Mal nécessaire dès lors qu’elle vise à supprimer un mal plus grand, la guerre doit être un ultime recours lorsque tous les autres moyens de préserver la sécurité internationale ont été épuisés en vain : ainsi pouvait se résumer la conception dominante de la guerre telle qu’elle fut promue par les vainqueurs de la Seconde Guerre mondiale, lesquels, on le sait, ne se privèrent pas de la contourner alors qu’ils en étaient les garants supposés. Les rivalités de puissance ne se laissaient pas enfermer si aisément… Selon le philosophe Grégoire Chamayou cependant, une innovation technologique - le drone - est en train de bouleverser silencieusement les données classiques du droit et de la conduite des conflits armés [1]. Interposant des milliers de kilomètres entre la gâchette que l’on presse et le canon d’où sortent les missiles, le drone, estime l’auteur, fait voler en éclats la notion même de guerre. En pratique, c’est désormais à la chasse qu’elle s’apparente, une chasse sans frontières, dont la cible n’est pas un combattant mais un suspect. Et dont le champ n’est pas un territoire géographique mais l’ensemble indistinct des "zones à risques" du monde. Employé pour la première fois comme arme offensive lors de la guerre du Kosovo, le drone est devenu un outil primordial de la "guerre contre le terrorisme", régulièrement employé par les Américains en Afghanistan, au Pakistan et au Yémen. Le livre de Chamayou éclaire d’une lumière crue les enjeux éthiques et politiques de cet "objet violent non identifié". Éliminant tout rapport de réciprocité entre combattants des deux bords, les Predator et autres Reaper ("Faucheuse") sont présentés par leurs promoteurs, du fait de leur précision et de leur rayon létal limité, comme "un progrès majeur dans la technologie humanitaire". Les milliers de "victimes collatérales" de ces bombes humanitaires apprécieront… Conférant à leur équipage une immunité absolue associée à un droit unilatéral de tuer, ils rendent la guerre plus pensable que jamais à l’époque moderne. Mais la sortie du "champ perceptif réciproque" où se trouvaient jusqu’alors les combattants qui s’affrontaient est-elle aussi radicale que le dit l’auteur ? Le pilote de bombardier était-il plus proche de ses cibles que son homologue aux commandes d’un drone ? C’est discutable et l’auteur, qui ne fuit pas ces questions, peine à nous convaincre de la radicalité de la rupture sur ce plan.

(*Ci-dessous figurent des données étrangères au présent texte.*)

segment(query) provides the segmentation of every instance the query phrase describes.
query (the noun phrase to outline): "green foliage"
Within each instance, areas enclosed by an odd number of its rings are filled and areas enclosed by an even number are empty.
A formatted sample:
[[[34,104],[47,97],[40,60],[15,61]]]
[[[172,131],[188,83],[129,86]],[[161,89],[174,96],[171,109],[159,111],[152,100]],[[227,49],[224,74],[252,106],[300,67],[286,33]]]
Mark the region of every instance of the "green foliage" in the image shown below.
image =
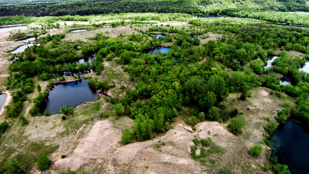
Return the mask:
[[[7,174],[22,174],[23,171],[20,168],[20,164],[16,158],[11,158],[4,164],[3,169]]]
[[[73,113],[73,108],[69,105],[64,106],[60,108],[60,112],[66,115],[70,115]]]
[[[263,166],[263,167],[262,167],[262,170],[263,170],[263,171],[264,172],[267,172],[269,170],[269,166],[267,165],[265,165]]]
[[[121,142],[125,144],[130,142],[130,140],[132,137],[133,131],[130,131],[128,129],[125,129],[125,132],[121,136]]]
[[[246,94],[243,93],[241,94],[241,95],[240,95],[240,100],[242,100],[244,101],[246,100],[246,98],[247,97],[246,96]]]
[[[19,115],[19,120],[20,120],[20,122],[21,122],[22,126],[24,126],[26,124],[28,124],[29,123],[29,120],[26,118],[23,114],[21,114]],[[0,124],[0,131],[1,131],[1,124]]]
[[[123,114],[123,108],[121,103],[118,103],[115,104],[114,105],[113,107],[115,110],[116,115],[120,116]]]
[[[6,128],[8,127],[9,124],[9,123],[5,121],[0,124],[0,133],[4,133],[6,130]]]
[[[286,165],[277,164],[273,166],[275,174],[290,174],[289,167]]]
[[[257,157],[262,154],[263,148],[260,145],[256,144],[251,148],[250,154],[253,157]]]
[[[154,128],[154,121],[147,114],[139,114],[135,116],[134,132],[139,141],[152,138],[152,130]]]
[[[243,128],[246,125],[246,120],[243,116],[238,118],[234,117],[232,119],[227,126],[230,132],[238,135],[243,132]]]
[[[101,102],[95,102],[94,106],[95,111],[96,112],[99,111],[100,109],[101,109],[101,107],[102,107],[102,105],[101,104]]]
[[[49,110],[48,109],[45,110],[45,111],[44,112],[44,115],[46,116],[50,115],[50,113],[49,112]]]
[[[39,170],[42,171],[48,168],[52,163],[52,160],[47,155],[43,154],[39,157],[36,162],[36,166]]]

L’enregistrement et l’archivage de données d’observation et d’écoutes, le dessin de "profils de vie" ( patterns of life) par rapport auxquels tout écart devient suspect, l’établissement de listes de personnes à abattre (kill lists) sont-ils l’avenir techniquement plausible de la guerre contre-insurrectionnelle ? L’éthique du sacrifice dont se prévalait le soldat d’antan était-elle si ancrée et laisse-t-elle désormais place à une éthique de l’auto-préservation dans laquelle la bravoure consiste à faire le "sale boulot", à savoir cliquer pour abattre à distance des silhouettes potentiellement menaçantes ? Si l’on n’est pas toujours convaincu par les réponses que donne ce livre, on ne peut manquer d’être passionné par la discussion argumentée qu’en fait l’auteur. Emprunté par l’administration Bush aux Israéliens, ce nouvel art de la guerre cynégétique ne vise pas, dans sa version américaine, à occuper des territoires, mais à les contrôler par la verticale. Lors d’une récente audition devant le Sénat américain, Michael Sheehan, adjoint au ministre de la défense, confirmait que dans la lutte contre Al-Qaïda, le champ de bataille ouvert aux drones et aux forces spéciales s’étendait au monde entier, de Boston aux zones tribales du Pakistan, en passant par le Congo et le Yémen [2]. Plus se répand la légende du robot éthique, note avec raison Grégoire Chamayou, plus cèdent les barrières morales au déploiement du robot tueur. On peut douter du réalisme de cette ambition de guerre déterritorialisée, mais non de son existence.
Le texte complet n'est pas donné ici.